EZK (anonymous profile)
March 4, 2011 at 11:31 p.m. (Suggest removal)
Could the Indy do an article showing exactly where the RDA $20M/year money would go if the City of SB RDA was terminated? And maybe interview the receiving agencies to understand where they would possibly spend the money?
I do not think much of it would go the the State of CA. Because our school district is very close to basic aid and receives very little state funding I believe we would get to keep most if not all. I believe the $20M would go roughly as follows:
$6M to SB schools
$8M to County of SB
$2M to City of SB
$4M to various special districts.
Maybe this would mean more library hours, more police on the street, more school programs -- instead of brick sidewalks, and affordable housing.
Let's at least know where the money would go-- not some 'unidentified' State projects.
loneranger (anonymous profile)
March 5, 2011 at 1:04 p.m. (Suggest removal)
>>"And don't forget the large population of working homelesss who have problems finding affordable housing due to the greed of real estate speculators and the like."<<
So move to Bakersfield. Nobody owes them a home on the beach.

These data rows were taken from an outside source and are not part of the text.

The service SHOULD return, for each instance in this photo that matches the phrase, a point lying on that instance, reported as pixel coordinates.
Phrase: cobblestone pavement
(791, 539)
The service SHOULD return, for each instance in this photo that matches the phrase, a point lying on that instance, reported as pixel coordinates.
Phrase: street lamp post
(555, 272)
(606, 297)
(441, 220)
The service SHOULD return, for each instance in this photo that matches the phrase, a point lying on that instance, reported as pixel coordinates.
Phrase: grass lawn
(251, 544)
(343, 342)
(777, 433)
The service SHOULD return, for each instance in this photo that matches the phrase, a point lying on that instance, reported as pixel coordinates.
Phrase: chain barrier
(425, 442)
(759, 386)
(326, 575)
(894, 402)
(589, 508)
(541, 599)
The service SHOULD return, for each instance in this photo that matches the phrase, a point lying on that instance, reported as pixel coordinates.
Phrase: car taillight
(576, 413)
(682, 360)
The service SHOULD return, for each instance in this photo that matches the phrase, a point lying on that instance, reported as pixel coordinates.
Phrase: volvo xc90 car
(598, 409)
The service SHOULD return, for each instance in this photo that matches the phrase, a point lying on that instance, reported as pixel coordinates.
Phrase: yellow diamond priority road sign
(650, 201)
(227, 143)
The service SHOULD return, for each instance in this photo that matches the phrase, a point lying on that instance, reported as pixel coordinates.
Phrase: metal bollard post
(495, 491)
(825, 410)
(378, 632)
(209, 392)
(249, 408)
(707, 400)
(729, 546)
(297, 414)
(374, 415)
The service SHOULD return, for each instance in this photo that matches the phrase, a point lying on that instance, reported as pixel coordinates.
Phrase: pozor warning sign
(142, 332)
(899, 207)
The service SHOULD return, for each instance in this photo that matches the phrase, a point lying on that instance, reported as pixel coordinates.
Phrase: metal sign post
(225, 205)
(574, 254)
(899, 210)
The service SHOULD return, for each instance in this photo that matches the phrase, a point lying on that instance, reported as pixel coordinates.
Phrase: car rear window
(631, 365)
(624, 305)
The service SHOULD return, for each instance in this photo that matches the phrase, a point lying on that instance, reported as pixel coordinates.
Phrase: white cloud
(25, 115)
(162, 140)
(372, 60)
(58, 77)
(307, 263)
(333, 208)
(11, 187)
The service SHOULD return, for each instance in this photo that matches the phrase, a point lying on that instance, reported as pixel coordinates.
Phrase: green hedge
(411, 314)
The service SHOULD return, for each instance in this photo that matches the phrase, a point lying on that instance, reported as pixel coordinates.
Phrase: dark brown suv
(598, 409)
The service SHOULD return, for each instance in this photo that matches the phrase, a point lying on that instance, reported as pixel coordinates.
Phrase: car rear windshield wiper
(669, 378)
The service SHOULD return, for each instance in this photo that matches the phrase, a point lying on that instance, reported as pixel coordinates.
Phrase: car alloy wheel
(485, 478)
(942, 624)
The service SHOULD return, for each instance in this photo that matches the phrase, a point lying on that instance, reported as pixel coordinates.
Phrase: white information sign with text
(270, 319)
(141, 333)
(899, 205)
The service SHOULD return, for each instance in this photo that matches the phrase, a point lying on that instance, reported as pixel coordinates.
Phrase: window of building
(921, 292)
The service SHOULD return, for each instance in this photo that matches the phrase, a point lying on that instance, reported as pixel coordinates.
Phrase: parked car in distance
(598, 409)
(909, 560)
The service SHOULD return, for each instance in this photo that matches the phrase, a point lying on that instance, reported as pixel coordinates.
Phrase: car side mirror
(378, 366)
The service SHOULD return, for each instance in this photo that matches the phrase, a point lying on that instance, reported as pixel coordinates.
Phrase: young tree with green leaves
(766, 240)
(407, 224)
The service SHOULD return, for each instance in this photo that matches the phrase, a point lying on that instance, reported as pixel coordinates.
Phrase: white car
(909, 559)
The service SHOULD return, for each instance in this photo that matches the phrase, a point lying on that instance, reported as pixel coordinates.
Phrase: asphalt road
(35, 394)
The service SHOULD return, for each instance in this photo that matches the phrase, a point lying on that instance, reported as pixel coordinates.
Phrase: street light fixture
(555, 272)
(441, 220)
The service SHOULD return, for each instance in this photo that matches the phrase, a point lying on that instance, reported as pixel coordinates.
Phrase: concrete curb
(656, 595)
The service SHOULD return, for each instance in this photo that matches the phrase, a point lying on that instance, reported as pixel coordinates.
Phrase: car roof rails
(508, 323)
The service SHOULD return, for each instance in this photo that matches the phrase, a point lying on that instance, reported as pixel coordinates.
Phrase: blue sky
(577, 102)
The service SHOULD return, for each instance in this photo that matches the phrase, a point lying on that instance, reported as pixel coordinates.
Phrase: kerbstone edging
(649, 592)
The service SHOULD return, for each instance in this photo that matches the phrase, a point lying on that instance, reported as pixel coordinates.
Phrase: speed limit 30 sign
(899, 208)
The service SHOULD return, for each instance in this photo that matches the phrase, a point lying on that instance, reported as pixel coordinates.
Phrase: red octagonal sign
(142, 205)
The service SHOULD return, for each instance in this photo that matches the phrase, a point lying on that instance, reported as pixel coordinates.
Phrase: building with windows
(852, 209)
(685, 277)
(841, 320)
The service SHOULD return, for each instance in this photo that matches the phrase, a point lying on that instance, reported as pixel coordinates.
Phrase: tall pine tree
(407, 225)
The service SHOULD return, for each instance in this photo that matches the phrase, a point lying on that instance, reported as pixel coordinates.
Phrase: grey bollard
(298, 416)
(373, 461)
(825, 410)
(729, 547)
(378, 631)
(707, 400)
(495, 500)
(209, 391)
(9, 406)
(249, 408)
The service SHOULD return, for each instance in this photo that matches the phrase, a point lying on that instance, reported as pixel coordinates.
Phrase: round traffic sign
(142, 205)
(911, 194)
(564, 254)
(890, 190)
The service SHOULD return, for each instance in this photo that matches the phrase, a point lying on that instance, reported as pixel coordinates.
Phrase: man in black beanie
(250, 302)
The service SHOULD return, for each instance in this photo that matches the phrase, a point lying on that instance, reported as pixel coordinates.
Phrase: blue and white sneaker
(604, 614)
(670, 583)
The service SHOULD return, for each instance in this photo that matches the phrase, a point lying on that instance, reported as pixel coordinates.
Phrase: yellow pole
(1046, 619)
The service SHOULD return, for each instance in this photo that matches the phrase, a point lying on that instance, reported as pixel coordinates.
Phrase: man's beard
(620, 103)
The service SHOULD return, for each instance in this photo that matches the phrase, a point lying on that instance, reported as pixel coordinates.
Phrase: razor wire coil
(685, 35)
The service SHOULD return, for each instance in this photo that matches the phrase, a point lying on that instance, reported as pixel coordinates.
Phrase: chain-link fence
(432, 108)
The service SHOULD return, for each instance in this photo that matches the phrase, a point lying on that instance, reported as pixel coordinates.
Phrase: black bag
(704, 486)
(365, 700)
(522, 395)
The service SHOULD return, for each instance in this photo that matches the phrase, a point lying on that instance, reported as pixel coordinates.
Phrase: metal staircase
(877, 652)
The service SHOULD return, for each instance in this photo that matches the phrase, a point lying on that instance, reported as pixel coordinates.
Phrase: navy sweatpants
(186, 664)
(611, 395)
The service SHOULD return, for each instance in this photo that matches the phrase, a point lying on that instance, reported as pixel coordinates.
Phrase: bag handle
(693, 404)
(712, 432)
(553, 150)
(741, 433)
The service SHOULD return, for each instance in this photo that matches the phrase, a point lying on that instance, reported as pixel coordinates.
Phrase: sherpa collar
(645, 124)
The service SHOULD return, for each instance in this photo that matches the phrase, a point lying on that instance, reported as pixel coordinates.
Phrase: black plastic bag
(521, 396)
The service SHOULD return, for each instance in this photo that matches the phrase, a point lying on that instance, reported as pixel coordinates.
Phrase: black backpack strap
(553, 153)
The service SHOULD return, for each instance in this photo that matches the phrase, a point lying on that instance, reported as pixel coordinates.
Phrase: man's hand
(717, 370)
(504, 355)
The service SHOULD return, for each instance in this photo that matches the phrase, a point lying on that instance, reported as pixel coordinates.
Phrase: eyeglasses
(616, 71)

Pinatubo (anonymous profile)
March 6, 2011 at 9:52 a.m. (Suggest removal)
EZK (anonymous profile)
March 6, 2011 at 10:12 a.m.
Pinatubo,
All kidding aside, I think there are things you'd really like about Bakersfield.
I think you'd really like the politics there. Very, very Red. The DNC's office is a phone booth. Its the Land of Big Oil, and Big Agriculture, which are two industries I'm sure you support.
The people themselves are very nice, and there are lots of churches. The schools on the west side of highway 99 are pretty good. Housing is cheap... lots of vacant homes for sale. You could probably buy a few of 'em.
Its a little hot and dusty sure, but the pollution is not as bad as everyone says. Speaking Spanish helps, but that's true in a lot of places.
So, don't be quick to rule it out, OK?
wondering (anonymous profile)
March 6, 2011 at 4:09 p.m. (Suggest removal)
Pinatubo can't move, Pinatubo is located in the Philippines.
billclausen (anonymous profile)
March 6, 2011 at 5:53 p.m. (Suggest removal)
Bill's right. If I move, magma will flow out and annihilate dozens of Filipino villages. Are you sure you guys want that?
Pinatubo (anonymous profile)
March 6, 2011 at 10:57 p.m. (Suggest removal)
Force Ridley Tree to pay for redevelopment of baseball field, since her charity has blighted the park.
lovechop (anonymous profile)
March 7, 2011 at 2:30 a.m. (Suggest removal)
loneranger is correct here and makes my point.
Until we know just how much money and which local agencies would get it instead of RDAs, this is just a wankfest for wannabe dead philosophers looking for any excuse to complain about the government.
Just a tip here on the real estate market: the more homeless people off the streets and in actual homes, the more valuable and less blighted the nearby affected real estate becomes.